The halls loomed black and empty around them. Two men could have ridden abreast down the halls of Ang’duradh, and once there would have been ten thousand soldiers to watch them go. Their trophies hung on the walls: banners from noble houses whose names no loremaster remembered, tapestries depicting nameless battles on forgotten fields. The skulls of a thousand heroes dangled overhead, speared upon their own weapons and worked into grisly chandeliers. Soft black dust covered everything.
“This will all have to be burned when the Baozites retake it,” Kelland said as they walked, their steps echoing in the stillness. “Maol’s presence permeates it all.”
“Perhaps.” Malentir did not look back. “Aedhras the Golden has little interest in anyone’s victories but his own, so he might not weep to see all this burned. But if he wants it preserved, it will be … ghastly and tasteless as it is.”
“You don’t approve?”
“Whether I approve counts for nothing.
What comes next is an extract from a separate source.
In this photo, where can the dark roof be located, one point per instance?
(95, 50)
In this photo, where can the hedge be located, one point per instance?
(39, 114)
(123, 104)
My mistress adores the man; anything he desires, she will do, and I obey her commands.”
“That can’t be easy.”
“Duty is never easy, knight. Hadn’t you noticed?”
They went on in gloom and silence. Even if there was no trail Bitharn’s eyes could follow, the Thornlord seemed to know his path. He led them down crooked stairs and pillared halls, stopping at last before an oaken door that towered twice Bitharn’s height. An iron gargoyle snarled at its center. Rust hung a wavering beard from the gargoyle’s chin, but the iron and wood had held strong through the centuries.
The lock had not. Fragments of it, ruptured by a tightly focused explosion, lay scattered across the floor. Two bodies sprawled among them: men in miners’ clothes, with tool harnesses over their shoulders and water bags at their belts. They looked like they’d been savaged by a beast with a bear’s height and a lion’s claws. Fearsome teeth had torn out one’s throat. Both bodies were desiccated, like those of the drowned children Bitharn had found in Carden Vale, their lips pulled back in yellowed grins.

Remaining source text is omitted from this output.